The answer to the question of what are the best places to be Jewish should be an unequivocal “anywhere.” Unfortunately, that is not the case. The fact that such a question was the main topic in a recent study by the European Jewish Association reveals the heightened prevalence of antisemitism. According to that research, Belgium and Poland are the worst countries for Jews while Italy and Hungary are the best.
The survey examined the lives of Jews in the 12 European countries with the largest Jewish communities. The parameters studied were governmental measures against antisemitism, security of the Jewish community, freedom of religion, promotion of Jewish culture and the country’s voting record in favor or against Israel at the United Nations.
There is nothing new under the antisemitic sun. Belgium and Poland are known as countries that despise Jews, while Italy and Hungary hate us a little less. I have traveled to Europe many times, both for work and family vacations, and every time I step on European soil, I feel an antisemitic atmosphere that makes me uncomfortable and like I have no country other than Israel.
The situation has worsened over time. In the first decades after the Holocaust the atmosphere in Europe was still stable; today hatred of the Jews raises its head proudly and fearlessly. Are the Jews seeing the warning lights in the increased openly displayed acts of antisemitism? Not really.

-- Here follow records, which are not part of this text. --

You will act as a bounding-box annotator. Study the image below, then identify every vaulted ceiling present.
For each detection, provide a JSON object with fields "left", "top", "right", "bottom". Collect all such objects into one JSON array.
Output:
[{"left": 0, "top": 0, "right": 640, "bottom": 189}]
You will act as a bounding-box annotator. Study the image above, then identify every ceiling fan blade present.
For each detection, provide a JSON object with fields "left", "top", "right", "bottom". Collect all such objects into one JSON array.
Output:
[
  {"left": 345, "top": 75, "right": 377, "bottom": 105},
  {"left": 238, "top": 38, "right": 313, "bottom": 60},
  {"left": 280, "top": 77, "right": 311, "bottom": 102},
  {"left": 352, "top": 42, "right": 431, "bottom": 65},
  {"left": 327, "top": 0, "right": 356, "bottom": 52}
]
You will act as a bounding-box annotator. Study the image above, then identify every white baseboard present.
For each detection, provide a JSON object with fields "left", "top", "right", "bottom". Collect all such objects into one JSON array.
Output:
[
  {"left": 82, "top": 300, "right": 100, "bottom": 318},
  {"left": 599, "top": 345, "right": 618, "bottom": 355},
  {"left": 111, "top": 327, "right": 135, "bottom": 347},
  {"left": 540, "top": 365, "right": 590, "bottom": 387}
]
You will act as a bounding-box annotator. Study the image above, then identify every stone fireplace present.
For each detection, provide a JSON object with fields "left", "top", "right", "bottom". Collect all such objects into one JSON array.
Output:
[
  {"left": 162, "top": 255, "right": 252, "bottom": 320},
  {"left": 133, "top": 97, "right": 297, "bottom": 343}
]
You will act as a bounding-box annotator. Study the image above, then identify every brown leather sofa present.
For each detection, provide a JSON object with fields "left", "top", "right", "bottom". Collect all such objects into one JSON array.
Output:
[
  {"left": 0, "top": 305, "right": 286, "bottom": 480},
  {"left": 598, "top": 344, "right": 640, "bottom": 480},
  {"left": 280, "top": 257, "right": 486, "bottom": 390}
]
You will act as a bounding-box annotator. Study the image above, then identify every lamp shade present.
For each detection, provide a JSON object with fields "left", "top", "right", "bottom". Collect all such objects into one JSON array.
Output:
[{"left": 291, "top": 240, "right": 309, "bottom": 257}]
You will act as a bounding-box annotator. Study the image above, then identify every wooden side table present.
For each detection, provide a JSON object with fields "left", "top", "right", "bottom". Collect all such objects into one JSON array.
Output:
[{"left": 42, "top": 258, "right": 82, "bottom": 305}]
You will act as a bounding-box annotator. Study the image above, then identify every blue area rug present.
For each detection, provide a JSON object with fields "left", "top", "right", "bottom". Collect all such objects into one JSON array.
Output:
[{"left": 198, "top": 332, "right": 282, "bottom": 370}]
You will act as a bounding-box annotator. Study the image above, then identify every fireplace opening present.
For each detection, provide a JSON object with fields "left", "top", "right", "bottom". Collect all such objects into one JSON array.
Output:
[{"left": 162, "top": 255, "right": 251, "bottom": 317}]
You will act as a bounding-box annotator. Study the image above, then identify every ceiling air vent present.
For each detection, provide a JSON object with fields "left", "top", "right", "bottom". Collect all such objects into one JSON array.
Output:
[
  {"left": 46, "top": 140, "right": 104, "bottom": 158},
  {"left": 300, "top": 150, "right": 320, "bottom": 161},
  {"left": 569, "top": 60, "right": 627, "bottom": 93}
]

In Belgium, for example, the government has significantly reduced security around the Jewish communities, banned kosher slaughter and is considering banning circumcision. But for the Jews of Belgium “it is good to be a Jew in the country,” in their own words. As it has usually happened throughout history, Jews bury their heads in the sand and are prepared to get used to any situation instead of exerting their strength through Jewish unity.
The phenomenon of antisemitism is not revealed to ultimately destroy some local Jews, but it is a natural response designed to remind Jews why we exist in the world. We have no possibility of defending ourselves against hatred, except temporarily and insufficiently. The only protection against antisemitism is the realization of our original destiny as the people of Israel.
Jews must unite against the crystallizing hatred, not as a frightened flock of sheep encircled by a snarling pack of wolves, but because it is our call to action to become “a light unto nations” through Jewish unity. In a state of cohesion, a supreme power emerges as a positive force that radiates to all humanity.
Conversely, as long as we, Jews, abandon our spiritual role, we slowly disengage from the very feeling of being Jews and instinctively understand that we have no right to knock hard on the table of the nations and say, “Yes, we live here too! We have been here for generations and this is our place too!” In the absence of unification, the Jews bend and compromise until the wave of hatred passes, momentarily, because it never really goes away.
Although Israel is the Jewish state, our national home, I do not expect European Jews to immigrate here. Their mass emigration is neither a solution for them nor for us. Of course, there is no objection or prohibition, but it does not strengthen us in any way if it is not done with the full conviction of the true meaning of Israel in our lives.
Israel is a place for those who feel they cannot live anywhere else in the world and are willing to accept the laws of true Zionism: to transcend our selfish nature, mobilize for the good of others, connect internally and externally with other Jews to build a unique network, the abode of the Upper Force. This spiritual space is and will always be the safest place for every Jew.